There is a great deal of the author in this book and it clearly draws on her own memories of the period leading up to the Second World War. Her father was a physiologist and the central character has a father who is a doctor. Ibbotson went to Dartington Hall School, which has transferred itself to the book as Delderton Hall. Bergania, the small European country that features in the book is not unlike parts of Austria, from which Ibbotson originated.

This reliance on her own experience allows Ibbotson to draw a compelling and realistic backdrop to a simple and powerful tale about friendship. True, it is aimed at a readership just reaching double figures, and once or twice points out things that an adult reader will long since have understood, but that does not hurt the book in any way. It does not talk down to its readers, it never breaks off a well paced story to fill in background detail, and it relishes the portraits it paints of the characters involved.

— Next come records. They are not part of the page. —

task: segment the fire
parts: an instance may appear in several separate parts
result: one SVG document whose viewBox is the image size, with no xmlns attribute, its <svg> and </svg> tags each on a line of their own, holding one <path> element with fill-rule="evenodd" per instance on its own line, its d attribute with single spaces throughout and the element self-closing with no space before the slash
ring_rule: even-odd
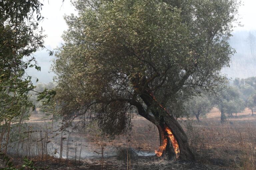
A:
<svg viewBox="0 0 256 170">
<path fill-rule="evenodd" d="M 178 142 L 174 137 L 174 136 L 172 134 L 171 130 L 169 128 L 166 126 L 165 130 L 165 131 L 168 134 L 168 137 L 170 138 L 170 140 L 171 140 L 171 141 L 172 144 L 172 146 L 174 149 L 174 152 L 176 154 L 176 158 L 178 158 L 179 157 L 179 155 L 180 153 L 180 148 L 179 146 Z"/>
<path fill-rule="evenodd" d="M 158 157 L 162 156 L 162 154 L 163 154 L 163 152 L 165 149 L 166 145 L 167 145 L 167 139 L 164 139 L 163 141 L 162 144 L 159 147 L 158 151 L 156 150 L 155 150 L 155 153 L 156 153 L 156 156 Z"/>
<path fill-rule="evenodd" d="M 156 98 L 155 97 L 155 96 L 154 96 L 153 94 L 152 93 L 149 92 L 148 91 L 147 91 L 149 93 L 149 94 L 152 97 L 153 100 L 157 102 L 156 101 Z M 159 105 L 159 106 L 163 109 L 164 110 L 167 112 L 167 113 L 168 114 L 169 114 L 169 111 L 166 109 L 160 103 L 158 103 L 158 104 Z M 180 154 L 180 148 L 179 146 L 179 144 L 178 143 L 178 142 L 176 140 L 176 139 L 174 137 L 174 136 L 173 135 L 173 134 L 172 134 L 172 132 L 171 129 L 166 126 L 165 126 L 165 129 L 164 130 L 166 132 L 166 133 L 167 133 L 168 137 L 169 138 L 172 144 L 172 146 L 174 149 L 174 152 L 176 154 L 176 158 L 177 159 L 179 157 Z M 159 147 L 158 151 L 156 150 L 155 151 L 155 153 L 156 153 L 156 154 L 157 156 L 160 157 L 162 155 L 162 154 L 163 154 L 163 152 L 165 149 L 165 147 L 166 147 L 167 145 L 167 139 L 165 138 L 164 139 L 164 140 L 163 141 L 162 144 Z"/>
<path fill-rule="evenodd" d="M 172 146 L 174 149 L 174 152 L 176 154 L 176 158 L 177 158 L 179 157 L 179 155 L 180 153 L 179 147 L 178 142 L 174 137 L 174 136 L 172 134 L 171 130 L 169 128 L 166 126 L 165 130 L 167 133 L 168 137 L 169 138 L 172 144 Z M 156 156 L 158 157 L 160 157 L 162 155 L 165 149 L 165 147 L 166 147 L 167 145 L 167 139 L 166 138 L 163 141 L 162 145 L 159 147 L 158 151 L 156 150 L 155 151 L 155 153 L 156 153 Z"/>
</svg>

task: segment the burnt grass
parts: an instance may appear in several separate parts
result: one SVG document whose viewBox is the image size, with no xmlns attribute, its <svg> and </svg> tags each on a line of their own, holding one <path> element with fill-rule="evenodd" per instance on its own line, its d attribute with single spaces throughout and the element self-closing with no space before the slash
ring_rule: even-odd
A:
<svg viewBox="0 0 256 170">
<path fill-rule="evenodd" d="M 86 142 L 94 146 L 93 150 L 100 155 L 101 143 L 105 144 L 103 152 L 110 149 L 116 152 L 114 156 L 104 155 L 103 161 L 100 156 L 84 158 L 80 162 L 49 155 L 43 160 L 40 156 L 30 158 L 36 166 L 49 166 L 50 170 L 256 169 L 256 116 L 249 113 L 238 114 L 237 117 L 228 118 L 223 124 L 220 120 L 216 117 L 202 119 L 200 123 L 194 120 L 180 120 L 196 156 L 194 162 L 165 160 L 155 155 L 138 156 L 126 151 L 130 148 L 145 152 L 158 149 L 157 128 L 140 117 L 135 118 L 132 130 L 128 134 L 113 140 L 95 137 L 97 132 L 93 129 L 82 132 Z M 81 136 L 81 133 L 76 135 Z M 17 167 L 22 165 L 20 158 L 10 156 Z"/>
</svg>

Tally, a young London girl is offered a scholarship to a school in Devon. Although she does not want to leave her father and aunts, she reluctantly agrees to go and soon discovers that not all private schools are the same. Delderton is a progressive school and there she blossoms. As a person whose only worries are for other people she is the driving force behind a cultural visit to a Europe on the brink of war and aids the escape of a prince from a country about to be overrun by the German army. Back in England they discover that fascists can be found in all walks of life and the prince must escape once again.

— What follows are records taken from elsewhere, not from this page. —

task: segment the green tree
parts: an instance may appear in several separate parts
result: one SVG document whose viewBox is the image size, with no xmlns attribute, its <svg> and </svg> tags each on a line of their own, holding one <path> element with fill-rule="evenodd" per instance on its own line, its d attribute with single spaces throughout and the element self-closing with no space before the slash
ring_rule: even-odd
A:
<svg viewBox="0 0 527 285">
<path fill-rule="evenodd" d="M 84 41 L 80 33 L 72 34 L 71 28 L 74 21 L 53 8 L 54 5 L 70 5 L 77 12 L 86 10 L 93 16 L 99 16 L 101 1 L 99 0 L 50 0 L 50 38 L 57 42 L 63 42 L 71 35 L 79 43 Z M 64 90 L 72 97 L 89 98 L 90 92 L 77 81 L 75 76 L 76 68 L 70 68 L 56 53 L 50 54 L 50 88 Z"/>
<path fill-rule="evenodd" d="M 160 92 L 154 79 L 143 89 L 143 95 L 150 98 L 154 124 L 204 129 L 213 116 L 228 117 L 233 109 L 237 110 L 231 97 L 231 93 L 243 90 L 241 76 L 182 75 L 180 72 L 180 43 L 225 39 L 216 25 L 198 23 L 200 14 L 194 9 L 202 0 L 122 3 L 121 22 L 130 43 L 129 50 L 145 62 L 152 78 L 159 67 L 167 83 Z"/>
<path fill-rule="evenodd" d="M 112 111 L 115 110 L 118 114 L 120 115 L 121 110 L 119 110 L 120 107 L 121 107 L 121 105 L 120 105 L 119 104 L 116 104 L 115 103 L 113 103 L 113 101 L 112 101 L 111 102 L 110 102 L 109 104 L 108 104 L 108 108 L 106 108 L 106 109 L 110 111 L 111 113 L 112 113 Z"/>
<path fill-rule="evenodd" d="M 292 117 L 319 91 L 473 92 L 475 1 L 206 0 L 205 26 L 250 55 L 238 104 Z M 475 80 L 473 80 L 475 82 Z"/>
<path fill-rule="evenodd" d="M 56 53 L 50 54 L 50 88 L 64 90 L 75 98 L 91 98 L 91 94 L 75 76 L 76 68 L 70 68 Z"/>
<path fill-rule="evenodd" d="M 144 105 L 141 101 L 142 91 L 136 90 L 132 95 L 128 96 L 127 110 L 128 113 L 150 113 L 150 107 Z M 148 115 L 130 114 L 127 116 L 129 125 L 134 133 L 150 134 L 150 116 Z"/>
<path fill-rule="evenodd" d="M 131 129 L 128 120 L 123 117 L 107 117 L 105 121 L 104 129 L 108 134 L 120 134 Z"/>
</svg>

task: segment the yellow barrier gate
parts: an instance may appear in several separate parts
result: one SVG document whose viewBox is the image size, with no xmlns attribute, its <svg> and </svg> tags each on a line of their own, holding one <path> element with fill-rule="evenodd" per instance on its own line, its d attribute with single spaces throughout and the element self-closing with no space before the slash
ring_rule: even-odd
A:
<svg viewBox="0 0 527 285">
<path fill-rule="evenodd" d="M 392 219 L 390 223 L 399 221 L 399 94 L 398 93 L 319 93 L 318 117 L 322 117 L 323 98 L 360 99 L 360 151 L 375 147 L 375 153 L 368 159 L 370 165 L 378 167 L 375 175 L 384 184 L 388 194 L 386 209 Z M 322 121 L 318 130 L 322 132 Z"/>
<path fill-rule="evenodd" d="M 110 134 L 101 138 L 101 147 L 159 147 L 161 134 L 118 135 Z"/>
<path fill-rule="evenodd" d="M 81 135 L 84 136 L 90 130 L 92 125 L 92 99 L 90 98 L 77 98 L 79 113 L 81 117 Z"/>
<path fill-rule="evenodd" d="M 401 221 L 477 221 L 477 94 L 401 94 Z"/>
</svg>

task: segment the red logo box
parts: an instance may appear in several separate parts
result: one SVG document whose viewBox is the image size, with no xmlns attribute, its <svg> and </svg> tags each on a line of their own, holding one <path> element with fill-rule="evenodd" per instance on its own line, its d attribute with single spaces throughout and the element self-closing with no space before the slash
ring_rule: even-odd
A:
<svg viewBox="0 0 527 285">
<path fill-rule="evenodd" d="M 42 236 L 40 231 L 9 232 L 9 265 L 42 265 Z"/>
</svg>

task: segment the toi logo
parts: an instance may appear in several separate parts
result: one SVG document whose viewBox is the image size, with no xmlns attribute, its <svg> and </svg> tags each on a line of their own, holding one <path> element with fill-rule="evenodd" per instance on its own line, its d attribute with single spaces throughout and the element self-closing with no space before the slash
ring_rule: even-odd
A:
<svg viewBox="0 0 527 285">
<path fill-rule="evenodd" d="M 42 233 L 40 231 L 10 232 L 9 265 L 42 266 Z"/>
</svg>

This manages to be an exciting story with welcome overtones of the anarchic humour of her ghost books. The characters are broadly sketched, yet have a core of realism that prevents them becoming grotesque. And it is packed with an impassioned view of the world that argues for the kind of education and upbringing that is all too often dismissed, especially by people who have no real knowledge of education. Yet that is never a lecture. Rather it forms an essential part of the story.

I can heartily recommend this to all adults, and especially those with children as it is not only a good read in its own right but comes from an author who can provide a bridge from the fantastical (do read her ghost books if you haven’t yet) to the magical in the everyday and sometime grim real world.